Standalone agent installation
If you have Hadoop-based data sources such as HDFS and Hive or if some of your data sources are separated from your Kubernetes cluster by significant latencies or low bandwidths, you will need standalone agents closer to your data sources or on the edge nodes of your Hadoop cluster. These remote agents then connect to the main Data Catalog deployment in Kubernetes for storing the metadata.
In this type of installation, you need to make sure your environment meets the system requirements, and you validate the system components before you begin the installation. Follow the pre-installation steps to set up your environment before installing Data Catalog.
Pre-Installation steps for Standalone agent installation
Before starting the Lumada Data Catalog installation process, you must first set up all the dependent external components, such as setting up the Data Catalog service user and collecting other essential information about your cluster configuration. These prerequisites are applicable to most Hadoop distributions and include steps to help you prepare your Hadoop environment for the Data Catalog installation.

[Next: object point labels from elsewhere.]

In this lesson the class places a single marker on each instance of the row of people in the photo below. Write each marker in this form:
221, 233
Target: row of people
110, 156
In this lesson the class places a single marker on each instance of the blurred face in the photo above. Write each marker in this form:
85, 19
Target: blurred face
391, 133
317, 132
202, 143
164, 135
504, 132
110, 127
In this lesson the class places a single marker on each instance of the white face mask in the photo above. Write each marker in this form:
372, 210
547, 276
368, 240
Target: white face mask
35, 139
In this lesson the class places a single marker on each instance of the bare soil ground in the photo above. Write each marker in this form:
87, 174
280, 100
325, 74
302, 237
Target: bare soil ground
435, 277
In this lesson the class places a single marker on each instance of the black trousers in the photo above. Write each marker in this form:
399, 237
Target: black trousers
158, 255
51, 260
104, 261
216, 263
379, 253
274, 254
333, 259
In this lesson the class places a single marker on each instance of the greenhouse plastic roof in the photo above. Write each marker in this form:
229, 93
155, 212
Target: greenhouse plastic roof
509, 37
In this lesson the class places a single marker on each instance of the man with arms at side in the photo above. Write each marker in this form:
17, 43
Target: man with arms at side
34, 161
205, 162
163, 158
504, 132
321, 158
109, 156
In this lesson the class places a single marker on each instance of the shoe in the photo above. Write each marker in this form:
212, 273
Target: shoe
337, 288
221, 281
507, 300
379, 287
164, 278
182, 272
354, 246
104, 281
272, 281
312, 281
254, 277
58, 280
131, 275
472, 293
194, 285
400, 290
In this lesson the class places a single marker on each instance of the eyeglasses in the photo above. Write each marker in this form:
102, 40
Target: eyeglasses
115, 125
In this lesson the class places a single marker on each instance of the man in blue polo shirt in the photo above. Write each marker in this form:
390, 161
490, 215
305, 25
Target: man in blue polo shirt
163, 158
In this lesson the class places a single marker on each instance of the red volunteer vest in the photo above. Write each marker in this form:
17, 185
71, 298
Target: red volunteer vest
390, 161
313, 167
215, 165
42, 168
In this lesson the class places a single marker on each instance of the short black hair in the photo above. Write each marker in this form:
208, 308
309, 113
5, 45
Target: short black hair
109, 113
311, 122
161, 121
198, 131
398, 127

Basic pre-install preparation includes the following tasks:
Review system requirements
Review the external components and applications that Data Catalog supports. See System requirements for Standalone agent installation.
Verify components
Verify the proper functioning of the various Hadoop components that Data Catalog interacts with. See Component validation for Standalone agent installation.
You must also make the following changes outside of the Lumada Data Catalog environment or on other cluster nodes:
- Validate component functioning
- Configure components for Data Catalog
If you do not have control over or access to these components, you may need to plan in advance to perform these changes or contact your system administrator.
System requirements for Standalone agent installation
Lumada Data Catalog runs on an edge node in a Hadoop cluster and requires specific external components and applications to operate optimally. This section provides a list of those components and applications along with details of their use and versions we support. If you have questions about your particular computing environment, please contact support at the Hitachi Vantara Lumada and Pentaho Support Portal.
Processing engine
Data Catalog uses Apache Spark for profiling jobs against HDFS and Hive data. The application code is transferred to each cluster node and is executed against the data that resides on that node. The results are collected in either the MongoDB repository, the Discovery Cache, or both. Data Catalog then runs Spark jobs against the resulting metadata to determine suggestions for business term associations. See Discovery Cache storage.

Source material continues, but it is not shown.